I want to fetch all distinct user_ids with an item_id=100 AND item_id=200. The correct result in this case would be 1. But how would my SQL-query look like in this simplified case? Table:
user_id item_id
1 100
1 200
3 100
Use conditional aggregation:
SELECT user_id
FROM yourTable
WHERE item_id IN (100, 200)
GROUP BY user_id
HAVING COUNT(DISTINCT item_id) = 2;
This trick first restricts to only records corresponding to your two items of interest, then it asserts that a matching user has a distinct item count of two, implying that he meets the criteria.

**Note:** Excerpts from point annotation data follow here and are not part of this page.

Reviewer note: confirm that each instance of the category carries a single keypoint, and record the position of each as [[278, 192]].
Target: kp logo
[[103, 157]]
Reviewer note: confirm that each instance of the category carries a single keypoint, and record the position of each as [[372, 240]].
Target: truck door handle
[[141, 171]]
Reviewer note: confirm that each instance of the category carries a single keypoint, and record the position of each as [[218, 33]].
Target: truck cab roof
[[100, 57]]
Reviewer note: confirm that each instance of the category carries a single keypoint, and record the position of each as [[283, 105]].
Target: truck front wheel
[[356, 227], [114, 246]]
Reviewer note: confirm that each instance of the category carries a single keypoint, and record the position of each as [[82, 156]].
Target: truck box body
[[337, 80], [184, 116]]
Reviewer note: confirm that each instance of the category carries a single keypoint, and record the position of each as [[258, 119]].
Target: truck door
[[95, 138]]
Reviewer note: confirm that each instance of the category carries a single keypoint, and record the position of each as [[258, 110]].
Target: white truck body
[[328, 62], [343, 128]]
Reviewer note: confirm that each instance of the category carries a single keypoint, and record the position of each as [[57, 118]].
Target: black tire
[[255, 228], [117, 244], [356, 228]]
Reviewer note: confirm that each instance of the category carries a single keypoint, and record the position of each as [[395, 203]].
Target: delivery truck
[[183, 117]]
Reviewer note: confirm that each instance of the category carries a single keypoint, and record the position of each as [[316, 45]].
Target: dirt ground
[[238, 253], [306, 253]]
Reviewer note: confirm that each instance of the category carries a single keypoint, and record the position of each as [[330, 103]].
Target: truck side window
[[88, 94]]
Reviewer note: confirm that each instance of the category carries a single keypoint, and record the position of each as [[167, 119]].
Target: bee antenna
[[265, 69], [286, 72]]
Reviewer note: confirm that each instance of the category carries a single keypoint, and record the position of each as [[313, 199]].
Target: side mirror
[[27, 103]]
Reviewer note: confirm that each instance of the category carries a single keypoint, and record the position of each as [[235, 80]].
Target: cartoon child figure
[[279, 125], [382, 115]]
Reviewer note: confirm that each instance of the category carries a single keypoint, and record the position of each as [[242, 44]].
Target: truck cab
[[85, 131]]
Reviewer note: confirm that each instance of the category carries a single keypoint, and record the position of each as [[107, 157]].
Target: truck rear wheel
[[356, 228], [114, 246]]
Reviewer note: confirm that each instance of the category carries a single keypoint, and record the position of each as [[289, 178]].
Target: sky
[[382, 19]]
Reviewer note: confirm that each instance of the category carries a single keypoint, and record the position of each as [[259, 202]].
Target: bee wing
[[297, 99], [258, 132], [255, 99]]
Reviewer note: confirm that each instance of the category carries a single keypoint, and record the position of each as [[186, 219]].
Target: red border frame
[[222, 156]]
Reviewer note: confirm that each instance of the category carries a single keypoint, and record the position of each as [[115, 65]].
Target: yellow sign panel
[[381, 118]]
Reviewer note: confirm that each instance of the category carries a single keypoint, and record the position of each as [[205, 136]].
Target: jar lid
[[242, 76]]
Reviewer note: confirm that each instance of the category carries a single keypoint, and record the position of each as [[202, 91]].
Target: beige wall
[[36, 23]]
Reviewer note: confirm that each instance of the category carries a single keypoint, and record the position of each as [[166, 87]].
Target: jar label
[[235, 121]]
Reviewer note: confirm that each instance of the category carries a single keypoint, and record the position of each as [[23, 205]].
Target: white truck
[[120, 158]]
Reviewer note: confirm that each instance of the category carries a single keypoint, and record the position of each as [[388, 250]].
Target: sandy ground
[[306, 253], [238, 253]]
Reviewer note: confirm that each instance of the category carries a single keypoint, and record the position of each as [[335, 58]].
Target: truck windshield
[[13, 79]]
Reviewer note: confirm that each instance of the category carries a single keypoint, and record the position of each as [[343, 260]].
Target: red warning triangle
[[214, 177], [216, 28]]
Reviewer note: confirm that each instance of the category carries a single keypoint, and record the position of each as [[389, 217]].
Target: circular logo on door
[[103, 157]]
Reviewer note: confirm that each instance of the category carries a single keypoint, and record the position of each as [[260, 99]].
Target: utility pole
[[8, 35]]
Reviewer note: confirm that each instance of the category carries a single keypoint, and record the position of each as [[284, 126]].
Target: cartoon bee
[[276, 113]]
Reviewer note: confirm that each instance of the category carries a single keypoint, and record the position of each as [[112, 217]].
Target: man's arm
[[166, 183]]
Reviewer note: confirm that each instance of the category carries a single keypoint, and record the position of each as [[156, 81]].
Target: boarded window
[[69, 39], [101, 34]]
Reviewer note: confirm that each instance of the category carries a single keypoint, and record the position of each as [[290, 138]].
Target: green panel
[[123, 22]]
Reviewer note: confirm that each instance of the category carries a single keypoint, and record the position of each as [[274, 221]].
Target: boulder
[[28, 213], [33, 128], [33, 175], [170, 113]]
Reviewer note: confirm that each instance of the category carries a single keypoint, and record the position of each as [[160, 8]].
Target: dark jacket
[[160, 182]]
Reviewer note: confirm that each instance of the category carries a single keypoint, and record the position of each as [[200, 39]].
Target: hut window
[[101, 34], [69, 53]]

Sometimes logic requires doing this in a slightly different way:
SELECT user_id
FROM yourTable
GROUP BY user_id
HAVING
SUM(CASE WHEN item_id = 100 THEN 1 ELSE 0 END) > 0 AND
SUM(CASE WHEN item_id = 200 THEN 1 ELSE 0 END) > 0;
This form can be more useful in certain situations, but it does the same thing.
DROP TABLE IF EXISTS T;
CREATE table t(user_id int, item_id int);
insert into t values
(1 , 100),
(1 , 200),
(3 , 100);
select user_id
from t
where item_id in (100, 200)
group by user_id having count(distinct item_id) = 2;
+---------+
| user_id |
+---------+
| 1 |
+---------+
1 row in set (0.00 sec)
You can use self-join (intuitively easier to understand):
SELECT DISTINCT(t1.user_id)
FROM table_name AS t1 inner join table_name AS t2
ON t1.user_id=t2.user_id
WHERE t1.item_id=100 and t2.item_id=200;
DISTINCT will also require an aggregation step.